Mantan pengacara Trump Michael Cohen baru-baru ini mengaku mengutip kasus-kasus palsu yang dihasilkan oleh AI dalam dokumen pengadilannya. Dia salah mengira Bard Google sebagai “mesin pencari super” dan mengutip konten yang dihasilkan AI tanpa verifikasi saat menggunakan Bard untuk penelitian hukum. Cohen mengaku tidak sengaja menyesatkan pengadilan, namun kurang memahami teknologi hukum AI. Insiden ini bukanlah kasus yang terisolasi.
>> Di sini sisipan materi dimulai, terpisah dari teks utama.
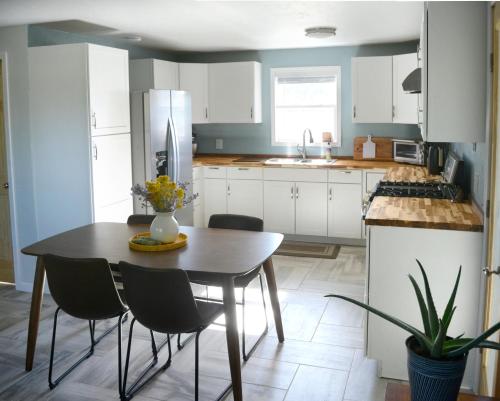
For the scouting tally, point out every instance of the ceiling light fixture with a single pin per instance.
(321, 32)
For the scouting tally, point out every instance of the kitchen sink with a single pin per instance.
(297, 161)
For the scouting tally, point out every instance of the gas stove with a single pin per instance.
(433, 190)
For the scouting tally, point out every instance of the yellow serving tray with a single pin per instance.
(178, 243)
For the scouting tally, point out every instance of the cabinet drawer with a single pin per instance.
(345, 176)
(197, 173)
(214, 172)
(295, 174)
(244, 173)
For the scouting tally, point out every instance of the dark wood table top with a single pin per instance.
(217, 252)
(401, 392)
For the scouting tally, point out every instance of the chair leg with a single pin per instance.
(246, 355)
(143, 378)
(54, 383)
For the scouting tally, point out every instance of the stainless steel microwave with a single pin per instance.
(407, 151)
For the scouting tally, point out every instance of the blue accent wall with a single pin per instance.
(256, 138)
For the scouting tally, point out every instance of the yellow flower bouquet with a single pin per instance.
(163, 195)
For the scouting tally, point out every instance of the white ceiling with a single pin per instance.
(229, 25)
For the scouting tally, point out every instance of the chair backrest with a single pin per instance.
(236, 222)
(160, 299)
(83, 288)
(140, 218)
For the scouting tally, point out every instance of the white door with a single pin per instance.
(108, 90)
(214, 197)
(310, 208)
(6, 266)
(372, 89)
(165, 74)
(234, 92)
(279, 207)
(193, 78)
(405, 105)
(245, 197)
(344, 210)
(112, 177)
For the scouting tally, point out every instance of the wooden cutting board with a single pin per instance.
(383, 150)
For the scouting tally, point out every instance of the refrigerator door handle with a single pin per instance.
(174, 175)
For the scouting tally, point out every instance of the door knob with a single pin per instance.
(488, 272)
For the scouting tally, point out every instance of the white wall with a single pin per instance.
(14, 45)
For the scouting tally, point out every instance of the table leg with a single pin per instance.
(273, 294)
(36, 306)
(233, 345)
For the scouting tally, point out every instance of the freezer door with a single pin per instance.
(182, 161)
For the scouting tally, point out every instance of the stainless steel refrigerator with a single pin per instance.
(161, 142)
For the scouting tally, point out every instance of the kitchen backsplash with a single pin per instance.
(256, 138)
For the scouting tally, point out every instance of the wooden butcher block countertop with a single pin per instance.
(259, 161)
(421, 212)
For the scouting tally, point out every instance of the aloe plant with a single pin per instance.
(434, 340)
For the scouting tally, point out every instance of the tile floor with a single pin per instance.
(322, 358)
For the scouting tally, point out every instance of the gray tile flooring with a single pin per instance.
(322, 358)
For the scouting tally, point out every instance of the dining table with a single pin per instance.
(214, 256)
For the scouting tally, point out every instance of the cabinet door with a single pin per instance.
(165, 75)
(108, 90)
(111, 177)
(193, 78)
(310, 208)
(405, 107)
(234, 92)
(245, 197)
(372, 89)
(279, 207)
(344, 210)
(214, 197)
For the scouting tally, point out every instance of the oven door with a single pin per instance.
(407, 152)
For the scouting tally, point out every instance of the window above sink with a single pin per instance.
(305, 97)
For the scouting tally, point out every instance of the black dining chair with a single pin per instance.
(84, 289)
(248, 223)
(162, 301)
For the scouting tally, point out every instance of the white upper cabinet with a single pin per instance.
(151, 73)
(372, 89)
(193, 78)
(454, 71)
(234, 92)
(405, 105)
(108, 90)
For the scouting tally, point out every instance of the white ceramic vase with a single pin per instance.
(164, 227)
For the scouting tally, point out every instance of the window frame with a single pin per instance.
(306, 71)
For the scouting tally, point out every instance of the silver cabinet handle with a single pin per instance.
(488, 272)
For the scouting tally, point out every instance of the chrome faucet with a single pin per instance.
(302, 150)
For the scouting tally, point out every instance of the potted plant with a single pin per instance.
(165, 197)
(436, 361)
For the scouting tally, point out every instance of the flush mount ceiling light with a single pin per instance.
(320, 32)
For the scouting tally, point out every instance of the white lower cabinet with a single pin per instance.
(344, 210)
(245, 197)
(214, 201)
(279, 207)
(310, 208)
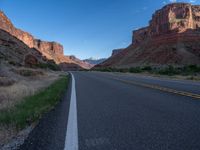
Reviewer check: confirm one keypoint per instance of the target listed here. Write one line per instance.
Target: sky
(86, 28)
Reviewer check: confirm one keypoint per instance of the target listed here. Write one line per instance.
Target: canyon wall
(28, 39)
(172, 19)
(50, 50)
(171, 38)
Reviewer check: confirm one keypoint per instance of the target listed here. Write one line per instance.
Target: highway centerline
(71, 140)
(161, 88)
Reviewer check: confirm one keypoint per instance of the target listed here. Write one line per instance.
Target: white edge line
(71, 139)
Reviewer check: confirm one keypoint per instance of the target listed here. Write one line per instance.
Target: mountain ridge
(170, 39)
(50, 50)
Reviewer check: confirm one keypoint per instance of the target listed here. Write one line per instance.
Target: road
(114, 111)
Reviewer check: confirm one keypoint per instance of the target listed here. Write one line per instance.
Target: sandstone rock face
(171, 19)
(28, 39)
(116, 51)
(172, 37)
(49, 50)
(30, 60)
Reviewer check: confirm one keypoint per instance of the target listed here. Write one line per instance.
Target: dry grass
(15, 86)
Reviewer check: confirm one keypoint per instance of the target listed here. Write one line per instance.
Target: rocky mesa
(50, 50)
(172, 38)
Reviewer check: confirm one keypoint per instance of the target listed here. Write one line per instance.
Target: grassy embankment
(31, 108)
(189, 70)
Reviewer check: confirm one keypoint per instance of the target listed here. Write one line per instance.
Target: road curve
(114, 113)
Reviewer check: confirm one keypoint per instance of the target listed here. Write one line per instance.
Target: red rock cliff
(28, 39)
(51, 50)
(172, 37)
(171, 19)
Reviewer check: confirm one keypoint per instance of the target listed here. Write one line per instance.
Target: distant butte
(172, 37)
(51, 50)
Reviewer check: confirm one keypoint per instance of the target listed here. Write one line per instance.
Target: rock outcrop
(51, 50)
(116, 51)
(172, 37)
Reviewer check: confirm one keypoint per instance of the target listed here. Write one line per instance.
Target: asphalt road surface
(113, 111)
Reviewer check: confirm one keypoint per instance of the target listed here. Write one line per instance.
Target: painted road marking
(71, 140)
(164, 89)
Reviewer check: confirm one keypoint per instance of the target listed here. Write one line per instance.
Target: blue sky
(86, 28)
Referensi palsu serupa yang dihasilkan oleh AI telah muncul dalam dokumen pengadilan sebelumnya, sehingga memicu kontroversi yang luas dan menyoroti risiko dan tantangan penerapan teknologi AI di bidang hukum.
Mantan pengacara Trump, Michael Cohen, mengakui dalam dokumen pengadilan bahwa ia mengutip kasus-kasus palsu yang dihasilkan oleh AI, yaitu penggunaan Bard Google untuk melakukan penelitian hukum, padahal secara keliru memperlakukannya sebagai "mesin pencari super". Cohen mengaku tidak sengaja menyesatkan pengadilan dan kurang memahami teknologi hukum AI. Kutipan palsu serupa yang dihasilkan oleh AI telah muncul di dokumen pengadilan sebelumnya, sehingga menimbulkan beberapa kontroversi.
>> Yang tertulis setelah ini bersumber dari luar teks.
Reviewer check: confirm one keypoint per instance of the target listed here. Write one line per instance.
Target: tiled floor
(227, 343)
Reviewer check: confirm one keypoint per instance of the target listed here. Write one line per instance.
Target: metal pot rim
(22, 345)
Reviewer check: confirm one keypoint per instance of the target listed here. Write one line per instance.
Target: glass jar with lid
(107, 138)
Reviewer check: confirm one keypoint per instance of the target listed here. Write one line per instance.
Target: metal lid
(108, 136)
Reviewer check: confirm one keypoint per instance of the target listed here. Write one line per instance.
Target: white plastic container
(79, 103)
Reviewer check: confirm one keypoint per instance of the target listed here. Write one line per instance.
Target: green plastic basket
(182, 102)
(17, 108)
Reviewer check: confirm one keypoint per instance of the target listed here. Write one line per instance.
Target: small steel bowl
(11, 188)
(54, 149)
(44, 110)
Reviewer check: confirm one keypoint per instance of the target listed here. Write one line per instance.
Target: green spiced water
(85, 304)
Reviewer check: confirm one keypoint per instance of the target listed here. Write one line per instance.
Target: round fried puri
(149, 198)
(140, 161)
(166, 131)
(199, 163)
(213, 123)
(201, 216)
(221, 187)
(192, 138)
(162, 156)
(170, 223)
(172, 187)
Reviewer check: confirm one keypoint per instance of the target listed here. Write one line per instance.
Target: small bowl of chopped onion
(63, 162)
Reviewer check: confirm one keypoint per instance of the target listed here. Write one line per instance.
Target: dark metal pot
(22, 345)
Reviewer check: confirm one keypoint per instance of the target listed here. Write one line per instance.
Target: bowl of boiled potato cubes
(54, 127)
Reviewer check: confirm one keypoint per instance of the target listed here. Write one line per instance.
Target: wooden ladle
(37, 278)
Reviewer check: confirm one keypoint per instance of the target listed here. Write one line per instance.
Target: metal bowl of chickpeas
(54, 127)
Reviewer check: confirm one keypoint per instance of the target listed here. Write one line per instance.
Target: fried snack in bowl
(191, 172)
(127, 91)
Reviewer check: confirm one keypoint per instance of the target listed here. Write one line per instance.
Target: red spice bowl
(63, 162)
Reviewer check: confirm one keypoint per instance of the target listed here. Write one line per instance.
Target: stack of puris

Insiden Cohen sekali lagi mengingatkan kita bahwa ketika menerapkan teknologi AI di bidang hukum, kita perlu mengevaluasi keandalan dan keakuratannya secara cermat, serta memperkuat etika dan pengawasan alat AI. Ketergantungan pada teknologi AI perlu didasarkan pada pemahaman penuh akan keterbatasannya untuk menghindari konsekuensi serius akibat penyalahgunaan. Di masa depan, bagaimana memanfaatkan AI dengan lebih baik untuk membantu penelitian hukum sambil menghindari potensi risikonya akan menjadi topik penting.